3. That said, many classmates have not changed at all. Including a guy who I'll call BG. I honestly cannot, for the life of me, figure out how I ended up necking with BG in high school, but I think it may have even happened on more than one occasion. He did have lots of great curly, dark hair then. It's much shorter now, but he still has hair, for what that's worth. What he never had was what I would call a great intellect. Good-natured persistence? You bet. A Phi Beta Kappa key? Um . . . don't think so. So, imagine my reaction when, fall quarter freshman year, I walked out of Ellis Hall on the Ohio University campus and found him sitting on a bench in front of the building. I don't think he knew I was even going to OU. I certainly didn't know he was. And while he seemed thrilled to see me, in a "Hey, bay-bee!" sort of way, my heart sank. I was sure he flunked out shortly after, as I never saw him again, although I lived in Athens for eight more years. At the reunion, he was the same as I remembered him in 1978: he leered at me and said something about "hooking up later" if I wanted. He had been a fabulous tennis player in high school, I suddenly remembered. "I'll give you tennis lessons this summer," he purred. "Private lessons . . . " Yeah, yeah. I took his card, and asked how long he had lasted in Athens. Oddly, he told me that he was there for FIVE years. Huh. Go figure.

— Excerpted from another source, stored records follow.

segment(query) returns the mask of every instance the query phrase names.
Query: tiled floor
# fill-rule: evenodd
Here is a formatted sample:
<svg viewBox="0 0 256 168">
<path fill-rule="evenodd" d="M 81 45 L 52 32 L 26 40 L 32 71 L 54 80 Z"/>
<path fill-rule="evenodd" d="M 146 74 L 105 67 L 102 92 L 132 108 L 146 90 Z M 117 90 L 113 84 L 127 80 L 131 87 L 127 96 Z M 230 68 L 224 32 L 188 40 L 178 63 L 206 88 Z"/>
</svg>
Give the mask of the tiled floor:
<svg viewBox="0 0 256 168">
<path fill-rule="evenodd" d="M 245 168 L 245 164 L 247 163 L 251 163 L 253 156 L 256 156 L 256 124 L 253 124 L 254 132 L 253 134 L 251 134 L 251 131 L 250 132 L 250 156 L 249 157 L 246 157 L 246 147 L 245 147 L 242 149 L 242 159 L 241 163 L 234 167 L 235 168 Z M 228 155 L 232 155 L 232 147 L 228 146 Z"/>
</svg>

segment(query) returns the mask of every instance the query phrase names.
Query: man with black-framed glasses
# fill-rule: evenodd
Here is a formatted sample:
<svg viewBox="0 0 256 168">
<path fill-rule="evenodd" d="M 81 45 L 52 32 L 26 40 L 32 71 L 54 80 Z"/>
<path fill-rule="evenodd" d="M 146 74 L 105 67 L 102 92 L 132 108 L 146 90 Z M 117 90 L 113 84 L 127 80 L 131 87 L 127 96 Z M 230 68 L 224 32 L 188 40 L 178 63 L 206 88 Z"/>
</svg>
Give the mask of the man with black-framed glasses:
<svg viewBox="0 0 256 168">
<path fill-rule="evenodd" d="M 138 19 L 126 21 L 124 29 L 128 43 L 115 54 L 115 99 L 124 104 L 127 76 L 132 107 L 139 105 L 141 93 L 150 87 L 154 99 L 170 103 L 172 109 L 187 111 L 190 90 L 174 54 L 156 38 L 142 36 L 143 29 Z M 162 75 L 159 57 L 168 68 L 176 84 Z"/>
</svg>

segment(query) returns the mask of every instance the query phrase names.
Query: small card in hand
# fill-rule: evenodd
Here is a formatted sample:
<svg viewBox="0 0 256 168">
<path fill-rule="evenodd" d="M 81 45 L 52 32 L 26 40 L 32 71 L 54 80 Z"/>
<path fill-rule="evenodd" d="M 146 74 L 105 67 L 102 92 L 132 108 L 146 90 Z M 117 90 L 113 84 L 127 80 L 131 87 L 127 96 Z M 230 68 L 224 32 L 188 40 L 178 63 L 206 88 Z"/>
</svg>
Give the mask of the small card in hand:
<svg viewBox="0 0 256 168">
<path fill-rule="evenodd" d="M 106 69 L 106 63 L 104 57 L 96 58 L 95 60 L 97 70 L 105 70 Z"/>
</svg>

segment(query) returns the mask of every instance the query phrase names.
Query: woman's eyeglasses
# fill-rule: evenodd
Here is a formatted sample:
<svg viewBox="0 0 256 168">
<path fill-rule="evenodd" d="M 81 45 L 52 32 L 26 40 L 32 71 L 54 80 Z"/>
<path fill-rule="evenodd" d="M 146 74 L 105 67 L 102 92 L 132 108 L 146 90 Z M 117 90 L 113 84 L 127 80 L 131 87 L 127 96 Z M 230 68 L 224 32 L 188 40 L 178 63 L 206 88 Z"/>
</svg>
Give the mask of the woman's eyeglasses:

4. A couple of Nice Jewish Boys from my class literally bounced over to me and announced "We're gay, you know!" I hadn't thought about it in 1978, but it sure made sense looking back. My gay-dar wasn't so finely tuned then. One of them confessed to having had a crush on me in high school. Awwww. I had no idea. And one of them, I am fairly sure, was responsible for spilling lye on my leg in Chemistry class. It didn't hurt or cause any damage: I just couldn't figure out why this liquid wasn't evaporating, so I ended up standing in a bucket of water and baking soda. But no harm done, and no ill will. At least I told the NJB it was him. It might have been a different, third NJB. Who, now that I think about it, might have also been gay.

The day after the reunion, the girls and I got in the car and drove to Detroit where we met The Spouse. We spent the next week in the Upper Peninsula of Michigan with my brothers' families (in the same house we rented last year), and the following week visiting his family. While any extended visits with family (and by "extended," I mean any visits lasting more than three days) hold the potential for disaster, neither week provided me with anything snarky to write about. Really.

So now, alas, The Spouse is back in Moscow. While I'm very happy to be here, it does feel odd to have him be so far away and for so long. I don't want the summer to go by quickly. But yet I do.

3 comments:

Sa said...

ah, the part about the gay jewish men "bouncing over" made me giggle at the computer. everything in america REALLY IS GIANT.
big stores, big streets, HUGE cars...
but oh, i bet you are having better weather than we are in south carolina! i might die of the heat. seriously.

Anonymous said...

Hey, I missed your stories! Thank you for them and enjoy your stay back home.